Incompleto

By maistro

“La rabia de querer concluir”, es como Flaubert definía, según Maffesoli, la base del trabajo intelectual, característico de la tradición occidental. Se trata de este impulso que busca proponer un sentido definitivo de las cosas y de la gente: que pretende construir una categoría de verdad que, a final de cuentas y como ya sabemos, es una mera ilusión.
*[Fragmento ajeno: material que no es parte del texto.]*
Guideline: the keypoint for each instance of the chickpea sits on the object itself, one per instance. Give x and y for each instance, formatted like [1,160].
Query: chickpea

Michel Maffesoli, en Elogio de la razón sensible. Una visión intuitiva del mundo contemporáneo -allí por la página 150 en la primera edición realizada por Paidós en el año 1997-, rescata, sobre todo para el ámbito de lo social, un “método” erótico como contraposición (o complemento, quizá) a esta “ansiedad por la conclusión” en la que viven inmersos aquellos que se pretenden rigurosos. Se trata de un “método” que, como dice el sociólogo y pensador francés, “ama la vida y que intenta mostrar su fecundidad”. En vez de insistir con separar y aislar, contemplemos pues, boquiabiertos y extasiados, el funcionamiento de la totalidad.

El autor propone, o trae a colación, la búsqueda de una “nueva armonía” a la hora de aproximarnos o estudiar la realidad: aceptémosla. Disfrutemos la vida misma, este todo que es un conjunto orgánico de relaciones. Así podremos conocer, comprender y, por otro lado, acceder a un auténtico saber. Para esto, claro está, habría que reconocer el carácter incompleto -por decirlo de algún modo- de esta realidad, de esto concreto que, a final de cuentas sigue creciendo, desarrollándose (¿no sería más apropiado emplear el término “desplegándose”?) y de la cual formamos parte. Es decir que podemos despedirnos, con mesura claro está, de la pretenciosa “objetividad”.

En este sentido, más que demostrar o concluir, el observador tendría que mostrar, presentar y/o exponer… cosas como, por ejemplo, que la razón “rigurosa” ya no es suficiente y las afirmaciones que provengan de ella ya no deberían ser consideradas categóricas o verdaderas e incluso deberíamos. Finalmente, sus métodos y procedimientos quedan en duda. Si bien han “demostrado” su eficiencia en determinado ámbito y quehaceres (si lanzas una bomba atómica sobre una ciudad, ésta desaparece con todos sus habitantes), ésta se queda corta a la hora de enfrentarse a la dinámica y riqueza de la vida. No porque no pueda abarcarlo todo (que por cierto no lo puede hacer), sino porque lo complejo de la realidad radica en la composición de las relaciones y las cosas que integran este todo: la totalidad es mayor que la suma de sus partes.

¿Será que si 1 + 1 = 2x, donde “x” es ese “algo más”, entonces el entrecomillado puede ser infinitamente desconocido?